Went up to our families property this weekend to do a little fishing/fourwheeling. We have a lake that is about 30 acres. It is only 3 years old. The fish are getting bigger. Caught a few that were over 4lbs last year. My daughter caught the biggest fish out of this lake so far. was over 7lbs on the Boga grip! Was such an awesome moment. We were fishing from the bank about 20 yards apart and she started screaming "DADDY,DADDY, DADDY!!!" I looked over and her little reel with 6lb was screaming.
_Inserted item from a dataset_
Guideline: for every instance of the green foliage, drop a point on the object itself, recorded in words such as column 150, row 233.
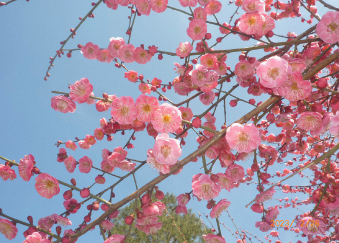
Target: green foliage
column 189, row 225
When I got over there it was wrapped up in some bushes out in the lake. She handed me the rod and ran away. I started yelling "get back over here!!!" She came back and I said your catching this fish not me. She fought it for a few more minutes and we landed it! (I may or may not have walked out 10 yards in to the pond to grab it!) Such a cool feeling! I was shaking like a leaf! We caught a bunch from 1-4lbs this weekend as well. Good weekend of fishing!



Bowed up!

Another Smaller one she caught!



Here is me pulling the Hook on a decent fish on the fly!


----------



## shrapnel (Jan 22, 2016)

Good times, great memory!


----------



## sureicanfish (Sep 30, 2007)

Nice gheenoe too!


----------



## Bodupp (Oct 3, 2007)

What a doll! She's just precious, and the fish is almost as big as she is. :thumbup:

Count your blessings, Dad.


----------



## fla_scout (Sep 28, 2007)

Awesome post! Thanks for sharing that beautiful smile with us.


----------



## Jason (Oct 2, 2007)

Dang my baby gurl is almost 21!!! Miss them times!!! They'll be gone before you know it so enjoy em while you have em!!! Luckily my baby gurl still loves fishing w/ me! 
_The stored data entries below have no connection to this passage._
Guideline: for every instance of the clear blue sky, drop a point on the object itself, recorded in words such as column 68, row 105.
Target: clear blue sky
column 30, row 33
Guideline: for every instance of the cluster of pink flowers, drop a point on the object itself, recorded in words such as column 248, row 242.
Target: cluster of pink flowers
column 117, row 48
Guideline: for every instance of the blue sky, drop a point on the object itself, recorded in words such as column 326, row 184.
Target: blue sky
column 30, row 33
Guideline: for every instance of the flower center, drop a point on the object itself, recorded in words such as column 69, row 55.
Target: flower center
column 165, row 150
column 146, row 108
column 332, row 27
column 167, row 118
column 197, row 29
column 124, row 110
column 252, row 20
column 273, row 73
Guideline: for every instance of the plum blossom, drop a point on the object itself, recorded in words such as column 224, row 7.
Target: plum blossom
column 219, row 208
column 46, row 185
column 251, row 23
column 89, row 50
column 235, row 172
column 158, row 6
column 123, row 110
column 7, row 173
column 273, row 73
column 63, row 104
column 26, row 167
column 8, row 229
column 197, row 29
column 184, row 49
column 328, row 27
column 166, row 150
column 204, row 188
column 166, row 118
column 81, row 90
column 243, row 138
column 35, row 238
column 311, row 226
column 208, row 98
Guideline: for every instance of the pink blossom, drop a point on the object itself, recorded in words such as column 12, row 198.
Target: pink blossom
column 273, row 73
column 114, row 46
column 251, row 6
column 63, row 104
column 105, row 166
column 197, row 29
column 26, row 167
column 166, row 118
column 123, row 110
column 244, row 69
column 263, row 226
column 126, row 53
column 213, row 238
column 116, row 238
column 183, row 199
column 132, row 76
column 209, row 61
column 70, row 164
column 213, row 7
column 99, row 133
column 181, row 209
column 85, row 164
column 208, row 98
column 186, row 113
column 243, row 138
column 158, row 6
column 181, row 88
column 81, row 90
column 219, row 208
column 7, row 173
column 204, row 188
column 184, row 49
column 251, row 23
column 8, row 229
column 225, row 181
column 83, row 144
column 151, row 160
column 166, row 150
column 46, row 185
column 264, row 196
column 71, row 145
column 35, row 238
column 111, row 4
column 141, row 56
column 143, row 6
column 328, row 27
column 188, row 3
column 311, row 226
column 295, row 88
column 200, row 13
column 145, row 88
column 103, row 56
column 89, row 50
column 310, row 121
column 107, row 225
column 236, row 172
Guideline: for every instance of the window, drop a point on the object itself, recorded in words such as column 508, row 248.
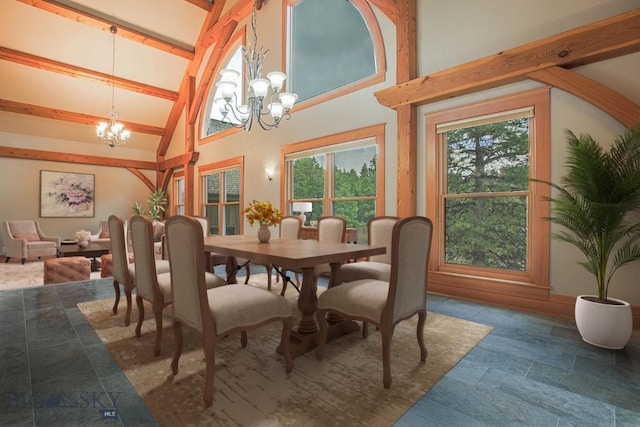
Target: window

Awesome time with your daughter brother!!! She's a cutie!


----------



## Achim2 (Apr 25, 2011)

Great catch and great pics?
Thanks for sharing!


----------



## sj1 (Aug 18, 2011)

It's always a thrill, when the little ones catch their first big one!


----------



## SteveCal (Jun 21, 2014)

Those smiles are worth a million dollars. Good job Dad. (Now, ask her how she does it? LOL.)


----------



## FishWalton (Jul 22, 2010)

I know that was a real thrill for both of you. Great photos to enjoy many years down the road.


----------



## BananaTom (Feb 16, 2008)

That sure puts a smile on my face, not as big as hers though.

Great pics, Great Time.

Thanks


----------



## GROUPERKING (Sep 28, 2011)

How awesome was that ! I love to see reports like these ,so cool to see kids catching big ol fish.


----------



## GatorBane (Jan 11, 2010)

I can almost hear the giggles. Simply Awesome!


----------



## olegator (Dec 6, 2014)

Love the pic of her big smile, holding the rod bend double.....awesome.


----------



## stewart_fish (May 13, 2009)

Great post. Has to make anyone smile! Great job dad. Props ✊


----------



## SpeedoJosh (Jun 15, 2013)

How stable is that ghenoe with two people standing?


----------



## BILLCH8SR (Aug 17, 2012)

That is awesome !
That smile is great and I know some great memories.
Congrats to you both!


----------



## tyler0421 (Jan 10, 2008)

SpeedoJosh said:


> How stable is that ghenoe with two people standing?


They are very stable. That model is the 15'6" Classic. It has a 4'7" beam. My daughter, father in law and I fished it with no problem. Could easily fish with another kid as well. I love it.


----------